Un autre nœud sur lequel nous travaillons avec Inria Rennes tourne autour des algorithmes d’écriture. Il faut savoir que pour stocker des données dans un réseau distribué, on a besoin de créer un répertoire qui est l’endroit où les données vont être placées. Ce répertoire a un algorithme d'écriture et un algorithme de lecture. Quand nous avons commercialisé Hivenet, le nombre d’utilisateurs a augmenté très rapidement et on s’est retrouvé avec des milliards et des milliards de fragments de fichiers distribués qu’il fallait placer quelque part et surtout retrouver ensuite. Or au vu du volume, on est arrivé à un point où l'algorithme d’écriture “oubliait” d’écrire un certain nombre de choses. Autrement dit, le modèle n’a pas réussi à suivre la montée en charge et il a été incapable de s’adapter. Vous voyez bien qu’on est loin d’une conscience autonome !




Depuis 2023, Inria et Hivenet travaillent ensemble pour développer des technologies de stockage et de calcul distribuées permettant de réduire la dépendance aux infrastructures cloud des hyperscalers. Cette approche repose sur l’utilisation de ressources informatiques décentralisées, mobilisant la puissance de calcul disponible sur différents types de matériel.

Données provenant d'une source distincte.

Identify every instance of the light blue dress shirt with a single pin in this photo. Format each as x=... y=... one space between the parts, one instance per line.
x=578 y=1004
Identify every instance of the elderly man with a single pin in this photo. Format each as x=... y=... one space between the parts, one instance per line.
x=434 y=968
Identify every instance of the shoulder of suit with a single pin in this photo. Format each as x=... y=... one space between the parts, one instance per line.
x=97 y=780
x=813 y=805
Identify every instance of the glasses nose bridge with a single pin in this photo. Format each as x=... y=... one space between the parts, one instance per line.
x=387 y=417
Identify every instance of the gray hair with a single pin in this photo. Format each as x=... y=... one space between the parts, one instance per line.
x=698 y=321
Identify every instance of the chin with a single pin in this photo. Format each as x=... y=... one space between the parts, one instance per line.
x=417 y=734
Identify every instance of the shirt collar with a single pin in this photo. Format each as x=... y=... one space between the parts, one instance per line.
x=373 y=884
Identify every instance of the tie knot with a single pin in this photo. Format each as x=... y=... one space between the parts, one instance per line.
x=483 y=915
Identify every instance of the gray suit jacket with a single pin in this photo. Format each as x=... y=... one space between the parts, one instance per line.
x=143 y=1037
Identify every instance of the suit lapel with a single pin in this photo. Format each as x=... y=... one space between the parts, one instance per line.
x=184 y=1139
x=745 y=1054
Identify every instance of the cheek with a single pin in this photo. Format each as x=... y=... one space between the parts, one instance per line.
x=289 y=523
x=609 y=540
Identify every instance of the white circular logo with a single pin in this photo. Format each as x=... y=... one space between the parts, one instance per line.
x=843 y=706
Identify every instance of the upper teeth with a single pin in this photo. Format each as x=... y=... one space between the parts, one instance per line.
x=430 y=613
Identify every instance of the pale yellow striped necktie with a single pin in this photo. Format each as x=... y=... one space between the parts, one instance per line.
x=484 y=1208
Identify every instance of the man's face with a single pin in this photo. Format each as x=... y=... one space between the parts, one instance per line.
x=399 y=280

Deux défis opérationnels ont été lancés depuis, le défi ALVEARIUM (2023) et le défi CUPSELI (2025). Cette collaboration publique-privée scientifique mobilise une communauté scientifique d’envergure réunissant 11 équipes de recherche Inria – ARGO, COAST, COATI, OCKHAM, MAGELLAN, MIMOVE, NEO, TADAAM, TOPAL, STACK et WIDE – issues de six centres de recherche : Rennes, Bordeaux, Lorraine, Côte d’Azur, Lyon et Paris.


La dynamique est résolument collaborative avec des institutions académiques de premier plan, parmi lesquelles l’université de Bordeaux, l’université de Lorraine, l’université de Rennes et Université Côte d’Azur, ainsi que des organismes de recherche comme le CNRS, l’Institut Polytechnique de Bordeaux, l’Institut Mines-Télécom et l’École normale supérieure de Lyon.


Les avancées issues de ces travaux seront testées sur des infrastructures de pointe, notamment les plateformes de calcul Jean Zay et SLICES, garantissant des applications concrètes et opérationnelles des résultats de recherche.